FRANCE 98 – Feuille de présentation du match n°55
Libérée par son succès sur la Colombie, l’équipe d’Angleterre partira sans complexe à l’assaut de la forteresse d’Argentine mardi soir (21h00) à Saint-Etienne dans un huitième de finale explosif, nourri d’adrénaline et de souvenirs.
Trois matches, trois victoires, aucun but encaissé, sept marqués, dont quatre pour Gabriel Batistuta: sans jamais forcer son talent, l’équipe de Daniel Passerella a justifié la flatteuse réputation qui l’avait précédée. Mais l’Angleterre prétend s’en moquer. Depuis la qualification d’Alan Shearer et ses camarades, la presse britannique n’a qu’un seul mot à la bouche: ” Revanche “.
Non, dans un pays qui a inventé le mot ” fair-play “, nul n’a oublié ce quart de finale dramatique (3-2) du Mundial 1986, au Mexique. La guerre des Malouines lui servait de toile de fond, et dans la fournaise du stade Aztèque, le bras vengeur de Diego Maradona s’était élevé, anticipant la sortie de Peter Shilton pour rabattre le ballon au fond des filets. ” C’était la main de Dieu “ avait expliqué le ” Pibe de Oro “.
Alors qu’importe si le génial argentin avait ensuite réalisé le plus extraordinaire numéro de soliste de l’histoire de la compétition. L’Angleterre ne voulait retenir qu’un geste et le sentiment d’injustice qu’il avait suscité. Elle y revient depuis de façon chronique, comme si la rancoeur était le seul moteur de son équipe. A tort.
Si Glenn Hoddle garde une cicatrice douloureuse de cet après-midi mexicain, le sélectionneur anglais souhaite faire passer à ses joueurs d’autres messages que le récit amer de cette bataille perdue. ” D’ailleurs, je n’aime pas le mot revanche “, assure-t-il. Une opinion prolongée par son capitaine. ” Nous sommes venus en France pour gagner la Coupe du monde, et battre l’Argentine, c’est d’abord passer un tour supplémentaire “, rappelle le pragmatique Alan Shearer.

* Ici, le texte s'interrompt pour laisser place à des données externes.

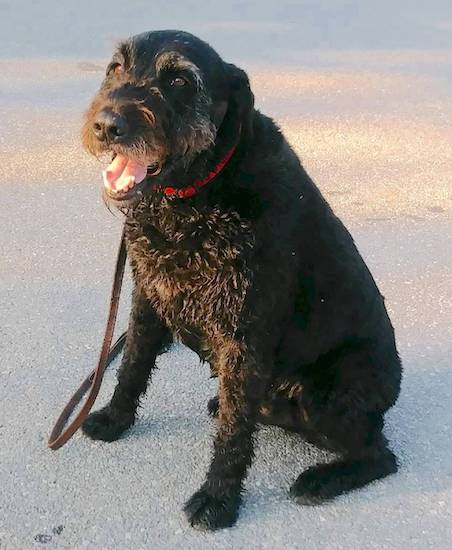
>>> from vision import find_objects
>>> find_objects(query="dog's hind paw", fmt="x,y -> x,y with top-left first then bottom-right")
207,395 -> 220,418
184,487 -> 241,531
82,405 -> 135,441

Cette équipe d’Angleterre a décidé de regarder droit devant elle, de ne pas ruminer son échec face à la Roumanie qui l’oblige à affronter prématurément un adversaire du calibre de l’Argentine. D’être positive. ” Si nous avions du jouer contre la Croatie, estime Hoddle, nous serions partis favoris. Là, je suis certain que mes joueurs vont être sur leurs gardes. Il faut que nous abordions ce match avec la même agressivité collective que contre la Colombie “.
L’Argentine au révélateur
Avec le même dispositif offensif? C’est une autre histoire. S’il n’avait pour souci que de plaire à l’opinion publique, le sélectionneur anglais reconduirait les vainqueurs des Colombiens. Mais peut-il se permettre d’aligner cinq joueurs à vocation offensive face à une formation aussi solide techniquement et tactiquement que celle de Daniel Passarella? “Son système est complètement différent de celui de la Colombie”, analyse Hoddle. ” Nous ne pourrons jouer comme à Lens pendant 90 minutes “.
Si le mot peur est banni du vocabulaire des joueurs anglais, l’évocation du potentiel argentin engendre des interrogations. ” Il est difficile de s’en faire une idée “, confie Shearer. ” Elle a eu un premier match en demi-teinte contre le Japon, ensuite la Jamaïque a craqué. Face à la Croatie, elle était déjà qualifiée. En fait, nous allons lui servir de révélateur “.
Alors cette équipe ” albiceleste ” est-elle le ” monstre ” annoncé. En transformant le centre d’entraînement de l’Etrat en véritable camp retranché, Passarella a conforté la plupart des observateurs dans cette idée. Et c’est vrai que son équipe est superbement armée avec, derrière, ces vieux guerriers rodés aux joutes du Calcio, ce milieu de terrain où même les besogneux ont la semelle délicate, et devant ce duo aussi redoutable que complémentaire, Gabriel Batistuta-Ariel Ortega.
Est-ce trop fort pour l’Angleterre? ” Techniquement, nous ne sommes pas les Brésiliens, mais nous avons du coeur, prévient Shearer. Pour les gros matches, vous pouvez compter sur nous “. Cela promet.